While my "full scale" game has been in long-term cryo-stasis for a while, I still think its design was really well tought-out. It had no gamestates at all. Everything went through something similar to components and the engine knew nothing about the relationships between those components. Those were provided by gameplay-specific code by scripting.



Now, I'm not suggesting you go scripting right away. It involves complicated things. Data oriented design could still get you far.


Example: we have a FPS with hit-spacebar to action mechanic.

We enumerate the "actions" required. Doors open. Buttons get pushed. Pinballs gets played.

When loading up the data, we find an entity using action[2]. We create a PinballAction object and attach it to the entity.

PinballAction will be very complicated (push current keybinding, set new keys, set new camera parameters, activate the complicated pinball simulation with the newly bound keys... ).

That still requires a switch to instance the correct class, but that switch is no more in the "live" parts but rather in the loading paths (which are hopefully simpler).


If you go scripting, you save that switch as well. Of course, if your actions are simple going scripting will likely be not worth it.

#5204464 Multiple Lights on game map with forward rendering

Posted by Krohm on 15 January 2015 - 07:22 AM

NB: all the game I've seen showed like ~32 number of lights. But I'm not sure if it's "hardcoded" to their engine. (I can't imagine looping thru 32 light properties in the shader just to compute 1 pixel's color)
Well, I did that as an experiment years ago on a GeForce 6600 GT, 128bit GDDR3. It did work (with quite fine parallax occlusion mapping) albeit not smooth enough to be used in production.


I would expect modern mobile to match that performance level at least on some silicon but since a lot of devices have hi-dpi screens I cannot really promise anything.


If you are sure you always have a high light count, consider deferred.


TL;DR: it is possible and sometimes viable to iterate them. Whatever it is in your case it's another matter. 

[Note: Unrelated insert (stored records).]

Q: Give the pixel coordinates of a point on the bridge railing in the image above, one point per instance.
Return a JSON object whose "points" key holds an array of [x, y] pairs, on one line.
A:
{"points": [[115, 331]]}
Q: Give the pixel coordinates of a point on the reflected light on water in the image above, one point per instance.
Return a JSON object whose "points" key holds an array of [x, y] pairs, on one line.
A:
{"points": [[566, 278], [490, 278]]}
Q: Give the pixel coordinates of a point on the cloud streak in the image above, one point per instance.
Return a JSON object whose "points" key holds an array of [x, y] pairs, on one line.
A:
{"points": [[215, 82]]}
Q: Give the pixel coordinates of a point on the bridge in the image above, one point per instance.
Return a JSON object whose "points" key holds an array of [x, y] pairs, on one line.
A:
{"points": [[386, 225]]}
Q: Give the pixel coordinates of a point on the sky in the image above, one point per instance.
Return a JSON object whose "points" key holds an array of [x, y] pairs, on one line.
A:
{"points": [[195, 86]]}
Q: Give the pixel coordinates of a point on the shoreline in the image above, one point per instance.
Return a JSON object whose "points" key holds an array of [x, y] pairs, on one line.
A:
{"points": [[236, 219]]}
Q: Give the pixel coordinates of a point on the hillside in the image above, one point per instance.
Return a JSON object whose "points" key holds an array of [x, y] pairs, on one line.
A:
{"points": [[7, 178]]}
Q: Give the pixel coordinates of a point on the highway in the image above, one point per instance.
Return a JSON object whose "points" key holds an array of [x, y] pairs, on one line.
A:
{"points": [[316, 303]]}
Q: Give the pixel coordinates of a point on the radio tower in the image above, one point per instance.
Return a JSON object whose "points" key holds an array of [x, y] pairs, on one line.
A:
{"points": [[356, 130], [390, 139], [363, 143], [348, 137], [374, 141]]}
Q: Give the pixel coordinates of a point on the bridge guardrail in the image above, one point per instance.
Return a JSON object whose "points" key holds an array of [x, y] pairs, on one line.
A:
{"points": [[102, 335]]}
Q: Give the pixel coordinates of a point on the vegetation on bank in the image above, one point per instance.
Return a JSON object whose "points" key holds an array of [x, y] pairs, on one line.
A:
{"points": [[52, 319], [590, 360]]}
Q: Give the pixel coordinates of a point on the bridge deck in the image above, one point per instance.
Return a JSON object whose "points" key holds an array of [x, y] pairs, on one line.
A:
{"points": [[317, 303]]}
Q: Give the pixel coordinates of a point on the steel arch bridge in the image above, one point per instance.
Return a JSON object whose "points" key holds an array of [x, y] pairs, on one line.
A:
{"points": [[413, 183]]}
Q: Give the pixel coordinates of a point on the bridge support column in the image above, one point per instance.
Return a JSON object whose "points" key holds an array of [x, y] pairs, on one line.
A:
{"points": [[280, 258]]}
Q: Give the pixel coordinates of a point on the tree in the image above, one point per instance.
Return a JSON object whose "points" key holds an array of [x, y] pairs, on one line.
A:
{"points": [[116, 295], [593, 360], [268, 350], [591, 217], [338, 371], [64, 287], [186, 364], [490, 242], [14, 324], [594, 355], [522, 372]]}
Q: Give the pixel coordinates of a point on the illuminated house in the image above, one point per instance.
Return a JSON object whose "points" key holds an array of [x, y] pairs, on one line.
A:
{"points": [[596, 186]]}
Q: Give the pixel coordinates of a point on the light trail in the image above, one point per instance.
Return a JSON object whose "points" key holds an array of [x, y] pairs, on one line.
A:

If only I could store light properties in a texture and read em back in the fragment shader, that'd be great.

Wouldn't this be the same as a lightmap (or more like deferred shading)?


Absolutely not. Deferred is (sort of) splatting your lights on the (not quite) "finished" scene.

What he plans to do here is to use texture as an array (as a side note, this is what I did years ago).

It is doable... but be careful with instruction counts. Your shader might get killed after a while. This will be probably both hardware and driver-dependent. Proceed with caution!